Derivation: $\text{Var}[w] = 2 / n_\text{in}$ (fan-in mode).
Normal variant:
\[w \sim \mathcal{N}\!\left(0,\ \frac{2}{n_\text{in}}\right)\]Uniform variant:
\[w \sim \text{Uniform}\!\left(-\sqrt{\frac{6}{n_\text{in}}},\ \sqrt{\frac{6}{n_\text{in}}}\right)\]Fan-out mode: $\text{Var}[w] = 2/n_\text{out}$. Use when concerned about backward pass stability.
Default initialization in PyTorch for Conv2d and in most ReLU networks.
LeCun Initialization
Designed for: SELU activations (self-normalizing networks).
\[w \sim \mathcal{N}\!\left(0,\ \frac{1}{n_\text{in}}\right)\]Ensures the self-normalizing property of SELU is maintained from initialization.
Orthogonal Initialization
Initialize weight matrix as a random orthogonal matrix (uniformly sampled from the Stiefel manifold). Constructed via SVD of a random Gaussian matrix.
Advantage: singular values all equal 1 at initialization; preserves gradient norms exactly.
Use: RNNs (combats vanishing gradients over time); very deep residual networks.
Comparison
| Method | Designed For | $\text{Var}[w]$ |
|---|---|---|
| Xavier (Glorot) | Sigmoid, Tanh | $\frac{2}{n_\text{in} + n_\text{out}}$ |
| He (Kaiming) | ReLU, Leaky ReLU | $\frac{2}{n_\text{in}}$ |
| LeCun | SELU | $\frac{1}{n_\text{in}}$ |
| Orthogonal | RNNs, deep nets | Spectral norm = 1 |
Bias Initialization
- Standard: $b = 0$. Symmetry breaking is provided by weight init; zero bias is neutral.

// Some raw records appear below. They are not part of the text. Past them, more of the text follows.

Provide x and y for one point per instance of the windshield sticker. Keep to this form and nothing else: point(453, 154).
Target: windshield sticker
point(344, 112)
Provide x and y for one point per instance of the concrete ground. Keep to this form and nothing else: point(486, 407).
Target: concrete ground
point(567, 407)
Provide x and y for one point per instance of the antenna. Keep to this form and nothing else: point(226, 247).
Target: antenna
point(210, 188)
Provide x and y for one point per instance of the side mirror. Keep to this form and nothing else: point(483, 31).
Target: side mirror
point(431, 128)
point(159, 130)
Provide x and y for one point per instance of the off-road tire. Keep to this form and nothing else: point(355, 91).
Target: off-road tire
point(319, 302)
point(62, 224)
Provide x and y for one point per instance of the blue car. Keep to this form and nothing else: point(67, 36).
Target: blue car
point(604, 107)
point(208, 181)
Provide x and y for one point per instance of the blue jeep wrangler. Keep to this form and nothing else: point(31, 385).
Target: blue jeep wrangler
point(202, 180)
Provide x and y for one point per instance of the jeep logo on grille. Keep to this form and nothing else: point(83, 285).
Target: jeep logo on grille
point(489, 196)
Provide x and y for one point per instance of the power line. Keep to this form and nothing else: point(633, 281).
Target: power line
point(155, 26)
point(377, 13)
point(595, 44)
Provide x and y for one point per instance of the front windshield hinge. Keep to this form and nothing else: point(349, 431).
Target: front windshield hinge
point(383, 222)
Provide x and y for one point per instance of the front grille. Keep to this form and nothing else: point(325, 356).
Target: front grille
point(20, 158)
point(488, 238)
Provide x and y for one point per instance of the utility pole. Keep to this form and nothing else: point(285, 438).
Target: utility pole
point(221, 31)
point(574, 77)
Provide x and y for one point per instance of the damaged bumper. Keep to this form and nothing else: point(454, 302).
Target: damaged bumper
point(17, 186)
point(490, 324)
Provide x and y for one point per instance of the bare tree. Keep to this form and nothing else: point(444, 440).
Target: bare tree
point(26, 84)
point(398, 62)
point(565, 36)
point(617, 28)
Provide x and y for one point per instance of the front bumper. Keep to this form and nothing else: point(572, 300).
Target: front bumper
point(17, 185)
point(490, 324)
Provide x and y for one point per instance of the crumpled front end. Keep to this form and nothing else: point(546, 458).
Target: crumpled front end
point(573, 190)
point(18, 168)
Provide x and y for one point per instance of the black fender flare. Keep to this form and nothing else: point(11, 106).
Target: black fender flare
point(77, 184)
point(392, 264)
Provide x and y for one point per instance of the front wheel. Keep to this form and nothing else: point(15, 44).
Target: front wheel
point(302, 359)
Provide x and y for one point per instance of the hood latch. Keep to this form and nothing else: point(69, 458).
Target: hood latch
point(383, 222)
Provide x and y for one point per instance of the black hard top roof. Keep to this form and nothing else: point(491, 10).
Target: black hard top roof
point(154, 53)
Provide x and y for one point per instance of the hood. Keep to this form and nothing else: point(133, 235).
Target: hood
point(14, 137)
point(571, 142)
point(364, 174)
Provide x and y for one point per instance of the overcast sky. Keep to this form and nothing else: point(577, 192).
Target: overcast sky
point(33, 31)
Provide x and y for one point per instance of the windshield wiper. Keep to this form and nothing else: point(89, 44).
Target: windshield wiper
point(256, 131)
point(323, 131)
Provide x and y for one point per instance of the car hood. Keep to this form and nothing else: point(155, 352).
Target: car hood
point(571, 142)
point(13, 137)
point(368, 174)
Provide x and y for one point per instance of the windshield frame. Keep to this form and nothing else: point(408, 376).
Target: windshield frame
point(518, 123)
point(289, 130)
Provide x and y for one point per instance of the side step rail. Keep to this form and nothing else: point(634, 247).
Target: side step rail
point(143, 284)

- ReLU networks: sometimes initialize $b = 0.01$ to ensure all neurons are active at the start.
- Output layer: can be initialized to match the empirical class prior (for classification) or target mean (for regression) to speed up early training.
Batch Normalization and Initialization
Batch normalization (see Batch Normalization) makes training less sensitive to initialization by normalizing pre-activations at each layer. With BN, initialization becomes less critical but still affects training dynamics in the first few steps before BN statistics stabilize.
Practical Recommendations
- Default ReLU/Leaky ReLU network: He initialization.
- Sigmoid/Tanh network: Xavier initialization.
- SELU network: LeCun initialization with normal distribution.
- Transformers: Xavier normal is common; small init (scaled by $1/\sqrt{2L}$) sometimes applied to residual connection weights.
- RNNs: orthogonal for recurrent weights; Xavier/He for input-to-hidden weights.
- Always initialize biases to zero unless there is a specific reason not to.